The petrol filling station market remained robust in 2019, showing a strong ongoing interest in the sector among investors, according to the latest Business Outlook from property specialist Christie & Co.
The report said fuel margins had remained buoyant and there had been a general upwards gross profit margin trend to meet rising costs.
“The market continues to be very strong,” said Steve Rodell, Christie & Co managing director, retail. “When MFG bought MRH everyone thought a couple of big buyers had gone from the market, but there were a raft of people behind them wanting to buy sites. So while the market did feel a bit flat after that, the fundamentals of the business have remained strong. We have sold more petrol filling stations than we did last year, helped by sales such as the Cornwall Garage Group; and the numbers that we’re doing on the valuations are pretty strong as well.
“We supported Sewell Retail’s six site acquisition through our valuation of the portfolio for RBS. We have also worked extensively with other leading PFS operators such as MPK and its stakeholders, Stratford Capital and Penny Petroleum."
Rodell said the sale of dealer groups that have gone from the market such as Simon Smith and Symonds are indicative of the bigger operators’ appetites to grow, particularly those that are private-equity backed such as MFG and MPK.
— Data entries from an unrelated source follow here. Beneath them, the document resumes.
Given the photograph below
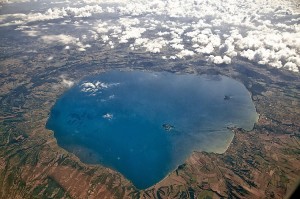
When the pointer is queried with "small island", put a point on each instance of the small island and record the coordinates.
(227, 97)
(168, 127)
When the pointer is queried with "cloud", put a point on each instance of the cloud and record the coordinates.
(90, 87)
(264, 32)
(185, 53)
(219, 60)
(61, 39)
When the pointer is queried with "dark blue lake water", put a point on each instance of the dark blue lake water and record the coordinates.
(144, 124)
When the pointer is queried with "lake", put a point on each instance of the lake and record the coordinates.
(145, 124)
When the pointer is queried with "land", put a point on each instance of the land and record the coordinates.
(261, 163)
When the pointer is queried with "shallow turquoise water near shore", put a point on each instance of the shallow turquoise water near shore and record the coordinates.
(144, 124)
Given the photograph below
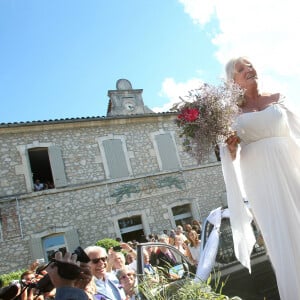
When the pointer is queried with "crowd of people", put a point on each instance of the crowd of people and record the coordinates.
(109, 274)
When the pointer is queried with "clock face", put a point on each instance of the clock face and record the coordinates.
(130, 106)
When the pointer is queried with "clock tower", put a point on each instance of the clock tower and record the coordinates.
(125, 100)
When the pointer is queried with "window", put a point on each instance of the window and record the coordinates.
(52, 244)
(182, 214)
(43, 161)
(40, 166)
(115, 157)
(132, 229)
(166, 151)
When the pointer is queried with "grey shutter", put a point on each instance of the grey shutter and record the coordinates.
(115, 158)
(167, 151)
(57, 166)
(72, 241)
(36, 248)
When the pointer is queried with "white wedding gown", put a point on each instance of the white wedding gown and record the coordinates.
(270, 173)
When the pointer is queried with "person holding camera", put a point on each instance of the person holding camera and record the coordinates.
(107, 284)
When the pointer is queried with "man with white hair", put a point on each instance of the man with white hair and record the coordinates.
(107, 284)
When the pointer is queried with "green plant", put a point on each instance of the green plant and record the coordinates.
(107, 243)
(183, 289)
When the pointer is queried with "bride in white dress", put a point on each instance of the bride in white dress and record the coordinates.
(268, 154)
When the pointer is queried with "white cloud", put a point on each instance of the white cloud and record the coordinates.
(173, 90)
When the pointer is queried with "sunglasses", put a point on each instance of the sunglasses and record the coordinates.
(96, 260)
(127, 275)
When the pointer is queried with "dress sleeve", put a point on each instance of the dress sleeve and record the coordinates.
(240, 216)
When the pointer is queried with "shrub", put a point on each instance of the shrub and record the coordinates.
(7, 278)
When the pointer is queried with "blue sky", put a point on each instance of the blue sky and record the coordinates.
(58, 58)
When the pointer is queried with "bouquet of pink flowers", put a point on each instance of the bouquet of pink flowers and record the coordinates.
(206, 115)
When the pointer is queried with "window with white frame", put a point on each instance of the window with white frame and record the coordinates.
(52, 244)
(1, 233)
(115, 157)
(166, 150)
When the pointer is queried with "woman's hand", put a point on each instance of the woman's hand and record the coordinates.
(232, 144)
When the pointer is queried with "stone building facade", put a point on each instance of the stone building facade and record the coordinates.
(125, 175)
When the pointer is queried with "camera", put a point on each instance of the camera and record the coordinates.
(67, 271)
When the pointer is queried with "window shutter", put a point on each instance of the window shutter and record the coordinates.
(115, 158)
(57, 166)
(71, 237)
(36, 248)
(167, 151)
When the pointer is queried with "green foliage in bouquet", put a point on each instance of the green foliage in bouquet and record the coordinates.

“Trading fundamentals for fuel are good and if you’ve got a good shop - convenience sales continue to power ahead, particularly food-to-go and coffee. If you’ve got those trading fundamentals in place, there’s no reason why your business shouldn’t continue to grow,” he said.
"In terms of what people are looking for, if you have an average fuel volume of 2.5mlpa, and are doing about £15-£20k in the shop, and it’s all in good condition, you will get a good price."
He said another interesting market dynamic is around some of the oil companies coming back into play such as Jet and Gulf; while BP is looking for suitable sites for its joint M&S format. There are also closed sites being re-commissioned, which is being driven by the convenience opportunity, which wasn’t there when they originally closed. Depending on the location they have a better opportunity than traditional convenience stores, because of aspects such as parking.
However, developments in alternative fuel vehicles (AFVs) present a forthcoming challenge for the sector as the Government pushes on with its ‘Road to Zero’ strategy to cut CO2 emissions.
Rodell said the initiative brings with it many questions for the PFS market. However, recent reports of modest increases in electric vehicle (EV) sales (1% of the market in 2019) suggest petrol filling stations will remain relevant for the foreseeable future. The report quotes research showing that 49% of car users do not expect to buy an EV in the next 15 years.
“We will continue to monitor this aspect of the market closely through our initiation and involvement in regular cross-sector discussions,” said Rodell.